Los Impedimentos



“El mundo de las emociones”

 

-Los Impedimentos: quejarse-

 

     Hoy voy a escribir algo importante -aunque no es emoción- sí es una astucia del “listo” del mundo que gobierna a los seres humanos como instrumentos para sus fechorías y valerse de ellas para alimentarse. Desamparando a muchos seres humanos viviendo inseguras/os para toda su existencia, llenándolas/es de complejos y manías. Esta palabra se llama: “Impedimentos”.

 

    El ser humano comete un grave error por hablar más de la cuenta. Todas/os tienen iniciativas para sus vidas; pero siempre habla de sus asuntos personales sin pararse a pensar quién o quiénes les escuchan. No importa que sea su madre o su padre: para qué vas a estudiar ahora, sigues con tu trabajo.

 

¿Pará qué te vas a sacrificar estudiando?; bien sea de estudios como de trabajo, comenta su idea, recibiendo las mismas respuestas; con sus amigas o amigos sin tener la prudencia de si padecen de celos o de envidias; no le dan los mismos pareceres -a veces sí- pero por regla general no dejarán de opinar en su contra. Al poco tiempo esa fuerza que tenía se le va diluyendo quedándose sólo con el pensamiento: “la Idea”.

 

Posiblemente al tiempo verá a su mejor amiga/o cómo lleva a cabo su idea e incluso le dice: cómo vi que no llevabas lo que me hablaste, ya vez como me va el negocio.

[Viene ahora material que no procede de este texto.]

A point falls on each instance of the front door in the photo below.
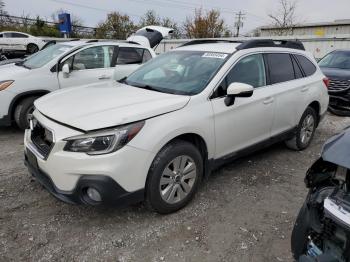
(88, 66)
(248, 121)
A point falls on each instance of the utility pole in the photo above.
(239, 22)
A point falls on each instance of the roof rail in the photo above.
(294, 44)
(132, 42)
(209, 41)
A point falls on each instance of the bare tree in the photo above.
(116, 26)
(284, 18)
(204, 25)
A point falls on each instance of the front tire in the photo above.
(174, 177)
(23, 111)
(305, 131)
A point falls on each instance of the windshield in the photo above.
(178, 72)
(337, 59)
(42, 57)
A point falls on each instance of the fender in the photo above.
(20, 96)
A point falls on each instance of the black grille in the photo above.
(42, 138)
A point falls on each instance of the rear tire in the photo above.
(23, 111)
(174, 177)
(304, 132)
(32, 48)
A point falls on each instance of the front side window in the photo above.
(280, 68)
(336, 59)
(92, 58)
(249, 70)
(178, 72)
(46, 55)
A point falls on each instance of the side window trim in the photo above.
(299, 66)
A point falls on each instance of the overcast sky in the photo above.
(94, 11)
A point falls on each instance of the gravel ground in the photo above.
(244, 212)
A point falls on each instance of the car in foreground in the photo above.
(159, 132)
(336, 66)
(322, 228)
(18, 42)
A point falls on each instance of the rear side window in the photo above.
(308, 67)
(297, 71)
(129, 55)
(280, 68)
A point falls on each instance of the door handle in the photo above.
(304, 89)
(103, 77)
(269, 100)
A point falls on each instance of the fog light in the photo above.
(93, 194)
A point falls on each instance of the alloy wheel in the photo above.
(178, 179)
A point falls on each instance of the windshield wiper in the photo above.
(22, 64)
(123, 80)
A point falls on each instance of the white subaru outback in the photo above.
(157, 134)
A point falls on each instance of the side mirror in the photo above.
(65, 70)
(238, 90)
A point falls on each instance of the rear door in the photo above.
(129, 59)
(285, 79)
(248, 121)
(88, 66)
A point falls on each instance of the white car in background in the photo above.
(11, 41)
(68, 64)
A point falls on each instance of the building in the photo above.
(337, 28)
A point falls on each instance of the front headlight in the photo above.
(5, 84)
(103, 142)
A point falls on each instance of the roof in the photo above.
(15, 32)
(344, 22)
(86, 42)
(213, 47)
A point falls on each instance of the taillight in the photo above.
(326, 81)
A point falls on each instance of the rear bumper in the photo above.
(111, 192)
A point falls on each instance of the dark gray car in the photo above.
(336, 66)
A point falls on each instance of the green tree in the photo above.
(116, 26)
(204, 25)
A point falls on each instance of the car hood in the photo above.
(337, 149)
(106, 105)
(336, 73)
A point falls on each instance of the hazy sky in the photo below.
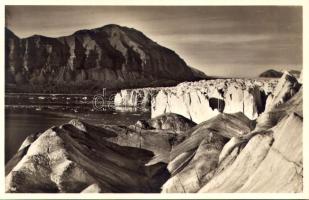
(227, 41)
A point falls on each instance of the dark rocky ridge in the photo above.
(109, 56)
(271, 74)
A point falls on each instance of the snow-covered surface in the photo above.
(202, 100)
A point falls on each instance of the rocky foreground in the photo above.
(227, 152)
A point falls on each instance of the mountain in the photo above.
(271, 74)
(109, 56)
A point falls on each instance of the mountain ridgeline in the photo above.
(111, 56)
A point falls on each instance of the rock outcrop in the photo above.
(199, 101)
(244, 156)
(286, 88)
(77, 157)
(271, 73)
(227, 153)
(109, 56)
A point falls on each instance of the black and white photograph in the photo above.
(153, 99)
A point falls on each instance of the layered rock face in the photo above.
(255, 156)
(226, 153)
(111, 55)
(77, 157)
(199, 101)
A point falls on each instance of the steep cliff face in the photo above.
(78, 157)
(230, 153)
(112, 55)
(169, 153)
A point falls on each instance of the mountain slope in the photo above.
(111, 55)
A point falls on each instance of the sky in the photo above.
(234, 41)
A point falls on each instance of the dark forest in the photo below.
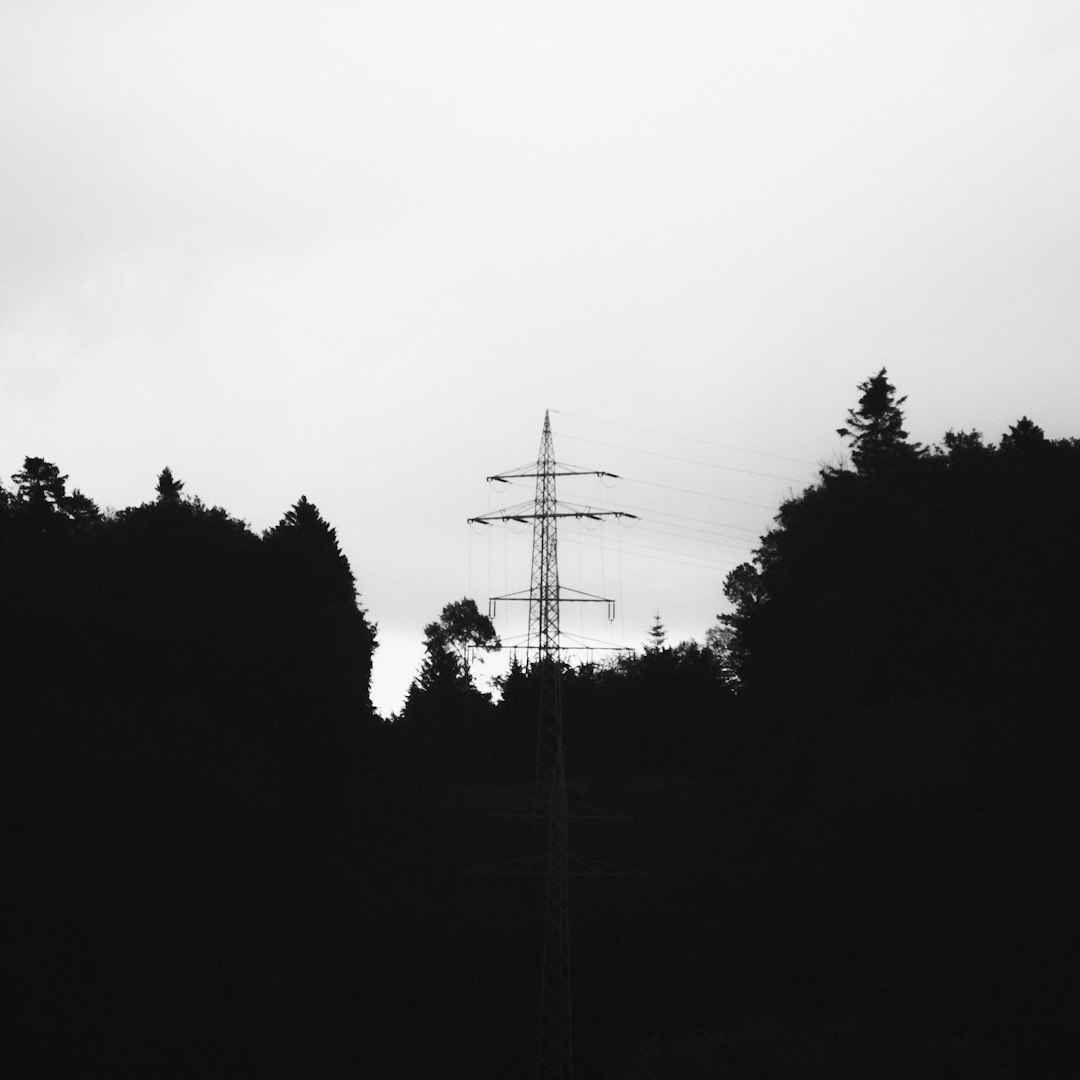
(852, 808)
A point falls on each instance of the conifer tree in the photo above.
(876, 428)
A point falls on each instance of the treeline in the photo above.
(840, 831)
(186, 716)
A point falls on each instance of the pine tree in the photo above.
(876, 428)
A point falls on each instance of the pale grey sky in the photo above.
(355, 250)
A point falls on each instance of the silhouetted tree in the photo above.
(1023, 435)
(876, 428)
(169, 488)
(462, 631)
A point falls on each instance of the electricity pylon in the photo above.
(554, 1053)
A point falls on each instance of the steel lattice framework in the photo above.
(554, 1055)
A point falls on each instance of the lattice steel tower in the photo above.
(554, 1055)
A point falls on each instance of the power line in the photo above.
(687, 439)
(675, 457)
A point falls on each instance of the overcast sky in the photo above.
(353, 251)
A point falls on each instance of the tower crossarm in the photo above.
(594, 515)
(556, 471)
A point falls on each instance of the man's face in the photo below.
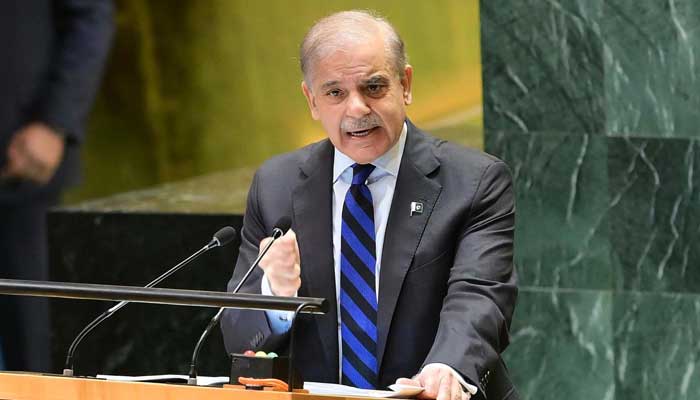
(359, 99)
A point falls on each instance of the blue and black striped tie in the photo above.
(358, 298)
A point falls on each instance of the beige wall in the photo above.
(195, 86)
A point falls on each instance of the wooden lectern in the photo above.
(30, 386)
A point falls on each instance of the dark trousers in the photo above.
(24, 321)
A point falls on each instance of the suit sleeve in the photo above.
(249, 329)
(477, 310)
(85, 32)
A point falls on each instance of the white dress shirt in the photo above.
(381, 183)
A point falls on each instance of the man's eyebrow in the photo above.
(376, 80)
(329, 84)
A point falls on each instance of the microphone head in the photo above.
(283, 224)
(225, 235)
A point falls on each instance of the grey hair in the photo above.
(325, 36)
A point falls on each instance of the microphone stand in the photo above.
(68, 367)
(192, 379)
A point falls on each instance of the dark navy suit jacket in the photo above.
(447, 286)
(51, 58)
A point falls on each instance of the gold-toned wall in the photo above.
(195, 86)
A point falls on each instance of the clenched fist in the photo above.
(34, 154)
(281, 264)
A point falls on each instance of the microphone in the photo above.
(281, 227)
(221, 238)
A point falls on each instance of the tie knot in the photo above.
(360, 172)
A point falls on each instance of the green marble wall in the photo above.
(594, 104)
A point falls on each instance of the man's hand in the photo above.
(281, 264)
(34, 153)
(438, 382)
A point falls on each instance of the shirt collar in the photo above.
(388, 162)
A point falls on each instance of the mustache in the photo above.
(360, 124)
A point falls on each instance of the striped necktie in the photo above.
(358, 298)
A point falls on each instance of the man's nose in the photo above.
(357, 106)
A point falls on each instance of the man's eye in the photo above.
(375, 89)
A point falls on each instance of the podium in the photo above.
(30, 386)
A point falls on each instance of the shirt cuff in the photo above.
(469, 388)
(280, 321)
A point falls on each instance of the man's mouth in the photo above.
(361, 133)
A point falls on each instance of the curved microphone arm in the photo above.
(68, 367)
(192, 379)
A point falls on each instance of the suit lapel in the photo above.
(311, 205)
(403, 233)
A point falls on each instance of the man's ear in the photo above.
(406, 83)
(310, 100)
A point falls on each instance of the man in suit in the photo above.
(410, 238)
(51, 57)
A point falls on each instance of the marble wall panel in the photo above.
(655, 224)
(652, 67)
(562, 234)
(657, 350)
(543, 66)
(561, 344)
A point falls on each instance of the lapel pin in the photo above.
(416, 208)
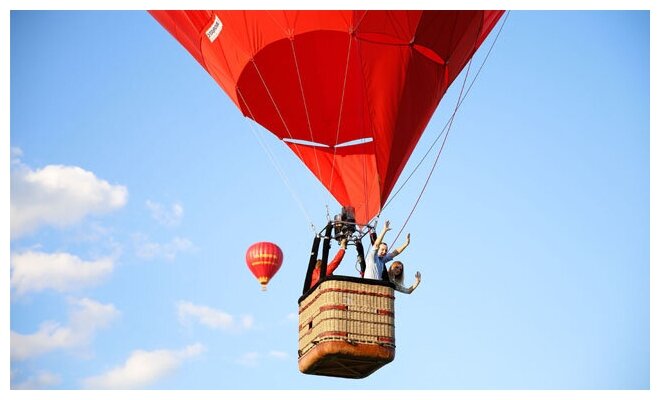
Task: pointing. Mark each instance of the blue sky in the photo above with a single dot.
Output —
(137, 186)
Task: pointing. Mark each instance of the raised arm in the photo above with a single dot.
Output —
(401, 248)
(380, 237)
(408, 290)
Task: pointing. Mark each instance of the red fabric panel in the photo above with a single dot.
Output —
(332, 77)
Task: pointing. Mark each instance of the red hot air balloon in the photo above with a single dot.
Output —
(264, 260)
(350, 92)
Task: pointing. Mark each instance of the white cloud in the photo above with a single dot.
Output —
(148, 250)
(212, 318)
(58, 195)
(165, 216)
(142, 368)
(33, 271)
(87, 317)
(43, 380)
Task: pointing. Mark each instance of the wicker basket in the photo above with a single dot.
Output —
(346, 327)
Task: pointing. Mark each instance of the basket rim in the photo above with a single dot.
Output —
(345, 278)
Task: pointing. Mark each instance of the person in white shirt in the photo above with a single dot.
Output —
(378, 256)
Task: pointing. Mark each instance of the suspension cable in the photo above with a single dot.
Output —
(448, 126)
(275, 164)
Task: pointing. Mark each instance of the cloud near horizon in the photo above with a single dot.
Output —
(212, 318)
(143, 368)
(58, 195)
(145, 249)
(87, 317)
(33, 271)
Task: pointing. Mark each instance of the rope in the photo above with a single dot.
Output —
(275, 164)
(448, 126)
(341, 108)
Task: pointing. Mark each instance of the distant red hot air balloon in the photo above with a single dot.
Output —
(264, 260)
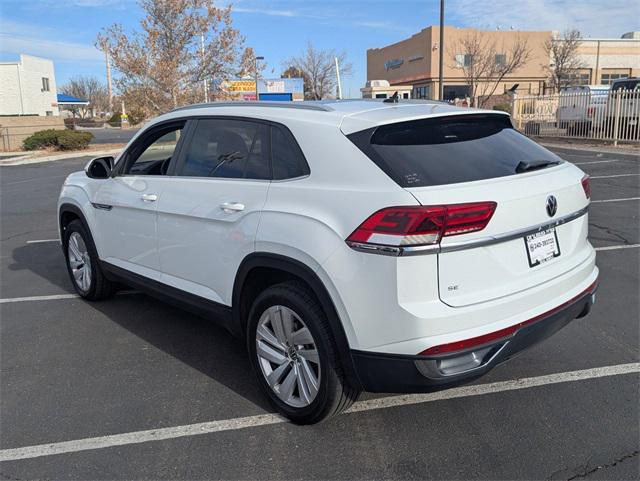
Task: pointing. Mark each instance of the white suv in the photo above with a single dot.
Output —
(355, 245)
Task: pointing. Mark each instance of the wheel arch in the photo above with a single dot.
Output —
(67, 213)
(289, 269)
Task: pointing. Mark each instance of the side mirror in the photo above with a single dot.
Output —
(100, 167)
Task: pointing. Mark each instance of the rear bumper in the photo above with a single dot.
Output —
(403, 374)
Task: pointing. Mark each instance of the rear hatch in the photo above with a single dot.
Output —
(480, 158)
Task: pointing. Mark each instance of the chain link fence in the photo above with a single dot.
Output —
(589, 114)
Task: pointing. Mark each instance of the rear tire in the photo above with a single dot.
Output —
(303, 354)
(83, 264)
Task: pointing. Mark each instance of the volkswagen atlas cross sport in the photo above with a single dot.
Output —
(354, 245)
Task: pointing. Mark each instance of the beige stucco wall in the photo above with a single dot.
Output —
(425, 71)
(621, 55)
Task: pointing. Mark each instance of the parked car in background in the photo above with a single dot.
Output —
(353, 245)
(582, 108)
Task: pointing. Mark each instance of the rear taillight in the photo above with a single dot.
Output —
(586, 187)
(421, 225)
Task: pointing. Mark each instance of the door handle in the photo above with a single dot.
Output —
(232, 206)
(149, 197)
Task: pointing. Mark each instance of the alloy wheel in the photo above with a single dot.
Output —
(288, 356)
(79, 261)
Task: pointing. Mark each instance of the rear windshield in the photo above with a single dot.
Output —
(449, 150)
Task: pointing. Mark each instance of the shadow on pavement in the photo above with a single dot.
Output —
(200, 343)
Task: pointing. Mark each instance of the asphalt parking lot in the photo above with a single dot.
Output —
(133, 388)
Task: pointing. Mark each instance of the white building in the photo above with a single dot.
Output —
(28, 87)
(381, 89)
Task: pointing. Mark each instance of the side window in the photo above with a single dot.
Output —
(287, 158)
(153, 155)
(230, 148)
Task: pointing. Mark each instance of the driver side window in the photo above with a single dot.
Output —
(153, 156)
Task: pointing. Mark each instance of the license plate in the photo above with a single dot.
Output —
(542, 246)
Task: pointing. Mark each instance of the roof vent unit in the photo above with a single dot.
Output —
(377, 83)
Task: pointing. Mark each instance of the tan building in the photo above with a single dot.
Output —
(414, 61)
(607, 59)
(381, 89)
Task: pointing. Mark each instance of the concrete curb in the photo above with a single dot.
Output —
(29, 159)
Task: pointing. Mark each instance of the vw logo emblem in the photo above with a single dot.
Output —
(552, 205)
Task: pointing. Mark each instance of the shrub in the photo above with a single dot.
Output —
(59, 139)
(74, 139)
(41, 140)
(503, 107)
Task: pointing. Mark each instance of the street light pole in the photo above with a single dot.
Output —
(204, 81)
(256, 72)
(441, 60)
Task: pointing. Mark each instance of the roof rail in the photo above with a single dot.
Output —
(263, 103)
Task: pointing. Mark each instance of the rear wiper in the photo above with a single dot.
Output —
(529, 165)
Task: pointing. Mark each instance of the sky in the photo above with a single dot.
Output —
(65, 30)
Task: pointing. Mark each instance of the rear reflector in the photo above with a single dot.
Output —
(586, 187)
(502, 333)
(422, 225)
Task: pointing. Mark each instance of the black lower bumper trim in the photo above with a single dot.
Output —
(399, 374)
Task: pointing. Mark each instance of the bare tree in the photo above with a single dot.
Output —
(90, 89)
(485, 64)
(248, 64)
(163, 65)
(318, 69)
(563, 57)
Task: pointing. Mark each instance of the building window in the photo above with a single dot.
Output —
(579, 77)
(421, 92)
(452, 92)
(608, 78)
(464, 60)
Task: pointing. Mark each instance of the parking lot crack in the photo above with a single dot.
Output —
(587, 472)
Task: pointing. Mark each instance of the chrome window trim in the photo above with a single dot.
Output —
(463, 245)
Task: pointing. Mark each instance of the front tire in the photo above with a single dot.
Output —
(82, 263)
(294, 355)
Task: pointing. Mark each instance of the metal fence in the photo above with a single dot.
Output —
(596, 115)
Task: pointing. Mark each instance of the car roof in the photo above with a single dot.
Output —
(349, 115)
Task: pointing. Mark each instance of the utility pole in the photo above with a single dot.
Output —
(204, 81)
(256, 71)
(595, 73)
(109, 86)
(441, 60)
(338, 78)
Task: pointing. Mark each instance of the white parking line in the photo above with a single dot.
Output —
(137, 437)
(41, 241)
(612, 176)
(614, 200)
(38, 298)
(54, 297)
(613, 248)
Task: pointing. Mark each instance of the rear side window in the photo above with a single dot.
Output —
(287, 158)
(449, 150)
(227, 148)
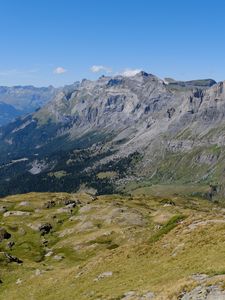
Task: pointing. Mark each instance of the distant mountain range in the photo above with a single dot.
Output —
(19, 100)
(108, 134)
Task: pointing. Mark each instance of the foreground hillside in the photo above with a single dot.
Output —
(143, 246)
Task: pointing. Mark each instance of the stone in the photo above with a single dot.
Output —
(4, 234)
(45, 228)
(103, 275)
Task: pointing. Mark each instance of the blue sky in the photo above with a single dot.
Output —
(57, 42)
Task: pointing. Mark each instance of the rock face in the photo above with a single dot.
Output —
(139, 126)
(19, 100)
(45, 228)
(4, 234)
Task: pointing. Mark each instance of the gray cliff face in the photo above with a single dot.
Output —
(176, 128)
(20, 100)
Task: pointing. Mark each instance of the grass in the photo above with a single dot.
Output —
(173, 222)
(175, 237)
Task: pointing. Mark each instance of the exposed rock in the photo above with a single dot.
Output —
(3, 209)
(212, 292)
(103, 275)
(50, 204)
(4, 234)
(10, 244)
(19, 281)
(16, 213)
(24, 203)
(12, 258)
(58, 257)
(45, 228)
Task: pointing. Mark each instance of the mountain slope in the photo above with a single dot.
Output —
(123, 128)
(20, 100)
(74, 246)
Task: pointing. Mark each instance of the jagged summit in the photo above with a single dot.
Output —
(132, 126)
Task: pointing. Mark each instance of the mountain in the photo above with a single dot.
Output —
(20, 100)
(118, 133)
(7, 113)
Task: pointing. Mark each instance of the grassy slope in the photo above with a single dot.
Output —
(150, 243)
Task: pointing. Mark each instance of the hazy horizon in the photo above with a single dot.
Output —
(60, 42)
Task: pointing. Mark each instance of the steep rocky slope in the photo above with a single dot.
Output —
(123, 128)
(20, 100)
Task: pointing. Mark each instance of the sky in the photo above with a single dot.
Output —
(57, 42)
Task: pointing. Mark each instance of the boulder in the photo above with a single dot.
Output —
(45, 228)
(4, 234)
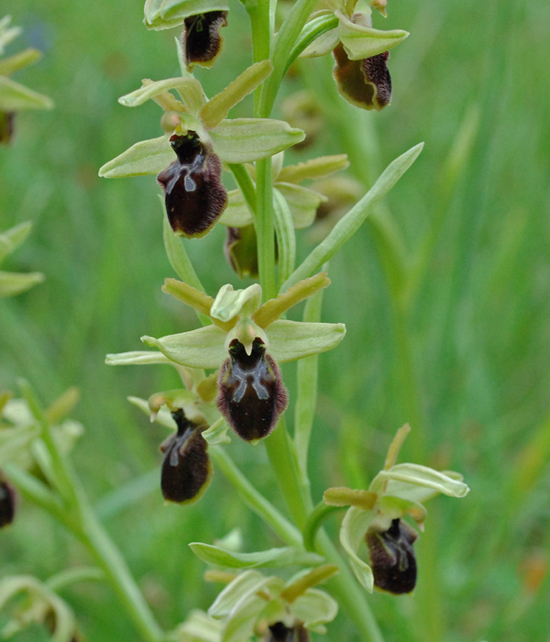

Vive de tu energía. Tuya era la Idea y esa la captó la envidiosa/o para que tú trabajes por ella/él. Así de sencillo. Estamos cansados de escuchar a las personas quejándose de lo mal que le va en la vida y culpa a ésta: la Vida, cuando fue la energía del mundo quien te la/le ha despojado.

 

El ladrón etéreo de las energías del mundo, jamás podrá quitar nada cuando es tu amor quien lo protege. Pero jamás comentarlo hasta llevarlo a la realización. Por su cabeza pasan incontables pensamientos hasta que creerse que “alguien” la/lo envidia. Muchas veces escuchamos: no sé de qué me envidian sino tengo nada. No tendrás nada material pero sí posees algo espiritual. Esa es la razón de sus envidias y no saben cómo sisarte de ellas.

 

Haz lo necesario para lograr tu más ardiente deseo, y acabarás lográndolo.
Ludwig van Beethoven

 

     Y, acabarás lográndolo, dice Beethoven, porque los que te han conocido (envidiosos) has de hacer un sobreesfuerzo para alcanzar tus metas. Para finalizar este tema hay que meditar y pensar en una sola persona que piensas es la raíz de tu mal. Y preguntarle: ¿Por qué impides a mi ilusión llevarla a la realidad? Lo que suceda eso lo verás. Si crees en Cristo le pides su ayuda. Si no crees pídesela a tu Espíritu. Si no crees tampoco, que mi Padre que está en los cielos te ayude.